In my view many personality attributes make someone more likely to be capable of evil acts. Self righteousness, inability to empathize, fanaticism, narcissism, being overly conformist and obedient, and things like that. I would assume some people are genetically hard wired to be this way over others so yeah some people can be born evil.

Well, according to Judeo-Christian tradition, we are all born evil, and must be made right through belief in God and our actions.

If nothing else, I think people are born selfish. Without being taught otherwise, a child’s first instincts are self-preservation and self-gratification. Until we learn, one way or another, that we sometimes need to forego our own desires for the good of the community, we will continue to always do what is best for ourselves.

Even as adults, after we’ve learned compassion and empathy, do we care if we’ve been hired for a job to replace somebody who was unjustly fired? Or do we tell ourselves “good for me”?

“Evil” is a pretty useless adjective if you try to pry it from the context of a society/culture. “Evil” is essentially code for “not socially acceptable to some arbitrarily severe degree”. When you talk about being born a certain way, you’re talking about genes and prenatal environmental factors, which are complicated, but not irreducibly so, and empirically scrutable. “Evil” is not a tractable concept from a biological or psychological standpoint. It’s a moving moral target, at best, and morals are themselves highly inconstant over space and time.

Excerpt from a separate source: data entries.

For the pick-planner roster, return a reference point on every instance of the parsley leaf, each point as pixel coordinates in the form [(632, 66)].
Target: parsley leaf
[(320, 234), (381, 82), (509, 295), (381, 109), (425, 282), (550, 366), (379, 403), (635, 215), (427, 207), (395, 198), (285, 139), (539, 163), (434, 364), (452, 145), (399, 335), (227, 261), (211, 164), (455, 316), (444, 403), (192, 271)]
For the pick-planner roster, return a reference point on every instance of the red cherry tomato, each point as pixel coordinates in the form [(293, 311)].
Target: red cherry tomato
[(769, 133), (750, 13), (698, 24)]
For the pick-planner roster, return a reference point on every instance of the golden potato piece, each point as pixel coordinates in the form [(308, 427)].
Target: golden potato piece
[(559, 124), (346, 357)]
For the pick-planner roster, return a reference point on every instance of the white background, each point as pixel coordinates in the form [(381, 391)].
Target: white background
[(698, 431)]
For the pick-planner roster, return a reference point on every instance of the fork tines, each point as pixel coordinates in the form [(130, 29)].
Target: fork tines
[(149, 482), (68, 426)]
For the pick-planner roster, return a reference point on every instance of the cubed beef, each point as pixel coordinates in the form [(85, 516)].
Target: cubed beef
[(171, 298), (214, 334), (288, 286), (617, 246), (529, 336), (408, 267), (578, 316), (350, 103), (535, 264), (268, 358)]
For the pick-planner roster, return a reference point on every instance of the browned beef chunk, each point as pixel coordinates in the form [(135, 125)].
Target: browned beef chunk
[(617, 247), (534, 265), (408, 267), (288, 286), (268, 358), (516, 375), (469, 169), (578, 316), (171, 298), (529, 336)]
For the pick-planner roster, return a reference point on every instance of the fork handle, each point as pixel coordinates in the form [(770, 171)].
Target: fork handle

Now, if you want to get into something that has some hope of attaining a usefully descriptive definition in the biological and social sciences, you might try “sociopathy” or “psychopathology”. In general, the answer then appears to be “yes”, it’s possible to be “born that way.” Children may have to learn how to be social creatures, but some individuals appear to be maladaptive; they simply lack the capacity for empathy and the checks on impulsivity that are generally regarded to be beneficial traits by our species.

I’m told such individuals are quite rare, with maybe only a few hundred living in the US at any time.